COLUMBIA — Language does not matter at a place where people meet with one another to share their values, faith and friendship.
As the time for Sunday’s church services drew near, people started to gather at the International Community Church in Columbia.
Even before the February cotton ball incident at MU's Gaines/Oldham Black Culture Center, the church has helped Columbia residents to realize the importance of diversity.
At the entrance sat a stack of Bibles written in different languages.
Services open with hymns sung in English as well as other languages including Chinese, Korean and Spanish. The church provides a translation screen that helps foreign congregation members understand the service.
Also known as ICC, the church was created to serve international students at MU. Today, the church has grown to include scholars at other schools, faculty members and residents of the Columbia area.

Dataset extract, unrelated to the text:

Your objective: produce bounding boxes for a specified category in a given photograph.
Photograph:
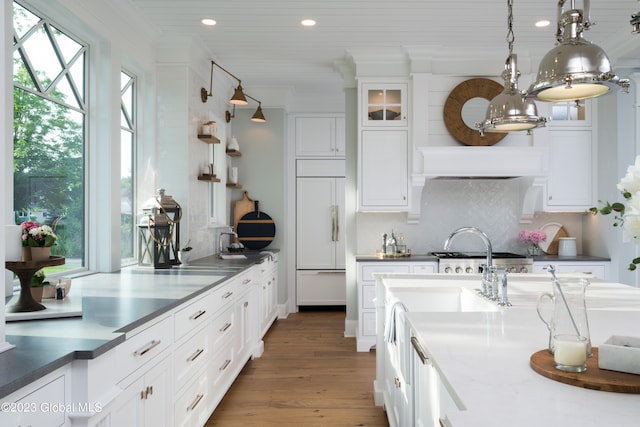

“Since the world has become so globalized, we have to recognize and respect the differences among people,” said Liping Li, a Chinese MBA student at MU who attends the church every week. “People from different nations introduce new perspectives, traditions and lifestyles.”
Forty-five national flags of current and past members of the church are displayed in the building. Four world maps with marks on their countries hang on the wall.
These displays help international church members remember their country and culture, even if they are away from families and friends. They also provide geographic information to other church members who might not be familiar with the countries and cultural backgrounds.
In addition to its services, the church focuses on assisting its international congregation with English language skills by providing a speaking and writing lab.
“Through the courses, the church tries to help them to adjust into the new environments more easily and quickly,” said James Gerdeen, retired professor from the University of Colorado and current English tutor at the church.
Gerdeen also said he has broadened his knowledge and view of foreign cultures since he began teaching the English classes five years ago.
Pastor Bill Younker said he has found that people from different backgrounds are more similar than they think.
“When we start to have cultural diversity, we begin to understand other cultures and start to appreciate cultures of those people,” Younker said.